The regional trade and industry office currently issues licenses to travel agencies and hotels, while the council issues licenses to tourist guides and trekking cooks.
Once finalised, the annual license fee would also increase to Nu 13,000 from the existing Nu 12,000. TCB will also collect Nu 50 a day as late renewal fee.
The revised regulation is more stringent on license cancellation and suspension, should a tour operator or guide get involved in any fraudulent activity.
For instance, a disciplinary committee will handle the case and its decision would be based on factors including court verdicts, if a case is registered with the court. The council in suspending a license shall consider the severity of the offence and suspend the license for a period not more than three years.
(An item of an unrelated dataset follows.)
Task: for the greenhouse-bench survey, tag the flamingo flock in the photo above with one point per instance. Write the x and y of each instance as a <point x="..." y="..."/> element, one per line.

The revised regulation has empowered the council with the authority to impose penalties on a person, who is guilty of an offence under these regulations, depending on the gravity. The penalties include a fine up to Nu 25,000 for the first instance, or notice of caution if an offence is not grave, and a fine of Nu 50,000 for the second instance, while on the third and fourth instances, licenses are suspended or cancelled.
In case of a severe offence, the company or the guide can also be blacklisted, prohibiting him or her from carrying out any tourism-related services.
Unlike the previous tourism rules and regulations of 1999, the revised regulation doesn’t mention the high and low seasons, but has categorised the minimum daily tariff under high season and other season. The high season months are March, April, May, September, October, November, while the rest are the “other season” months.
The council’s vice chairman, economic affair minister Norbu Wangchuk, said the existing rules and regulations have been revised to provide a legal framework.
Lyonpo said the council had endorsed the revised regulations in July 2014, after which it was submitted to the cabinet for approval. “Currently, the tourism industry operates under three stand alone regulations, which now has been integrated into one,” lyonpo said.
The three regulations, lyonpo said, were for tour operators, trekking and familarisation tours.
Tourists, hotels, tour operators, and guides, among others, being the main stakeholders, lyonpo said that there was a need to clarify their roles and responsibilities. “The revised rules and regulations, 2014 will now serve as the guide for the tourism industry.”